Via The Guardian: The Puppies are taking science fiction's Hugo awards back in time. Excerpt and then a comment:
The clock is ticking for the public vote in this year’s Hugo awards, which celebrate excellence in science fiction. Sixteen categories are up for grabs, from best novel to short fiction, fan writing, art and dramatic presentation, and the deadline is 31 July. But this year the prizes are not just about celebrating science-fiction – it’s political war.
There’s usually a kerfuffle of one kind or another – popular authors habitually campaign for fans to vote them on to the list, but 2015 has proved the biggest drama the award has ever seen. That’s because two linked online campaign groups, known as the “Sad Puppies” and their more politically extreme running mates, the “Rabid Puppies”, have been campaigning hard to register supporters and bump their preferred titles on to the shortlists. They have managed it, too: this year’s Hugos are packed with Puppies titles.
There’s no avoiding the politically partisan nature of this campaign. Its leading lights range from respectable rightwingers such as US authors Larry Correia and Brad Torgerson, through to those with more outlandish views such as John C Wright and Vox Day (also known as Theodore Beale). It’s the Tea Party of contemporary US sci-fi.

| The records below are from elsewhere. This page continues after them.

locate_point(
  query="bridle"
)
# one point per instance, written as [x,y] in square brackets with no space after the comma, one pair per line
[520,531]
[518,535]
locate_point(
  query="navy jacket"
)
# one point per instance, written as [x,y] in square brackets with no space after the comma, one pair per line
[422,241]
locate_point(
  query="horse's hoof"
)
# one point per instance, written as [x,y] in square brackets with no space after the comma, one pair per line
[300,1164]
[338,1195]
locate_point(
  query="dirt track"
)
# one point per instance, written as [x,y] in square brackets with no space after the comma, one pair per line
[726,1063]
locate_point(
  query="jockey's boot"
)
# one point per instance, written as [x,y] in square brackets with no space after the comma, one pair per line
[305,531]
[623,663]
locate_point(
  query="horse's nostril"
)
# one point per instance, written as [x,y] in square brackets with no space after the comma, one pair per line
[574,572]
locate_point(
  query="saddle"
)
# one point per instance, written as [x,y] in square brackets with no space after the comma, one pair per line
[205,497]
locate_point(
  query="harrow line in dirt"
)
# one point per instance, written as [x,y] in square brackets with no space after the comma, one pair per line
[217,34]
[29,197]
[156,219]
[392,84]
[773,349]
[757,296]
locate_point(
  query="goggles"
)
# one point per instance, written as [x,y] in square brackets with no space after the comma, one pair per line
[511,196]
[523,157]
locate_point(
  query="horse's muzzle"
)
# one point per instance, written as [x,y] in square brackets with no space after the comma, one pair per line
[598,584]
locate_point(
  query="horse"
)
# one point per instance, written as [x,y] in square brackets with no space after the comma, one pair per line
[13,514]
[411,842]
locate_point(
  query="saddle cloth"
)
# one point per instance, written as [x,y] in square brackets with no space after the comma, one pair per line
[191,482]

The Puppies are complaining that recent Hugo winners have been too highbrow, and argue that winners such as Anne Leckie’s smart gender-deconstruction of space opera Ancillary Justice, or John Scalzi’s witty Star-Trek-inspired metafiction Redshirts are too experimental and literary.
More importantly, as Sarah Lotz says, they’re also suggesting SF has been hijacked by a conspiracy of “social justice warriors” or “SJWs”, intent on filling the genre with progressive ideological propaganda.

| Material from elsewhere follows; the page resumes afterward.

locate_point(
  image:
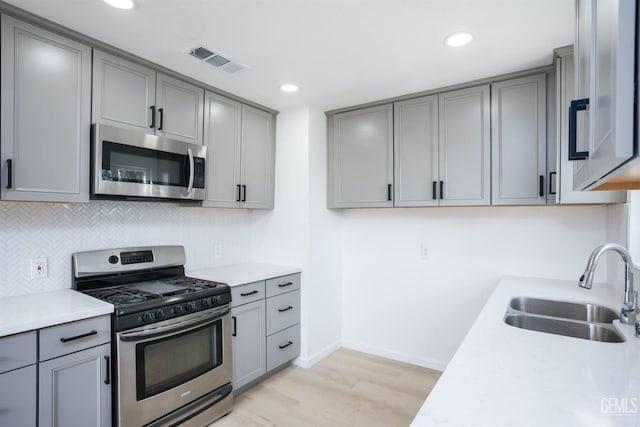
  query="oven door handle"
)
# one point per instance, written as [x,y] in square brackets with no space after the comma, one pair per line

The Puppies’ real beef is that SF, and society as a whole, has become too feminist, too multiracial, too hospitable to gay and trans voices. Anti-SJW rhetoric, most of it proceeding from angry straight white men, has flooded online discussions. It’s been ugly. It’s also proving self-defeating. George RR Martin’s intervention, urging people to register and vote in order to defeat the plans of people he call “assholes”, has galvanised the counter-vote.
First of all, awards like the Hugos don't reflect literary skill or imagination; they're marketing gimmicks.
But the current uproar is nothing new. SF has been a vehicle for political propaganda for centuries, starting with Thomas More's Utopia, which took the piss out of European politics by presenting an alternative to it.
Yet I managed to scandalize an SF convention circa 1972 by suggesting that a lot of modern SF has a whiff of fascism (and this was over a decade after Starship Troopers).
Personally I don't give a damn about an SF writer's politics. Plenty of "social justice warriors" write badly, and writers like Robert Heinlein are superb (Heinlein was a genius at straight-faced put-ons—you could never tell if he meant what he said or was just pursuing a thought experiment to its logical end).
But I do object to writers who can't tell a good story and expect their political views to keep their readers buying their stuff. A really good storyteller will pursue the implications of the story wherever they lead, even if they call the storyteller's own politics into question. (I used to unnerve myself by the awful things my politically liberal characters were capable of doing, and I often sympathized with the predicaments faced by my oppressor-villains.)
Regardless of the outcome of the Hugos, I'll read SF and fantasy that surprises me by finding something surprising in genres that have been beaten almost to death in the last half-century. And I'm delighted that half a century after Heinlein and Tolkien, both genres are erupting in strange and wonderful new directions. If some writers want to express the vision of anxious, angry white American guys, great. If they can express that vision well, I'll be happy to read them.
I'll also be surprised. Heinlein's dead, guys. Utopia doesn't bomb its way out of its problems.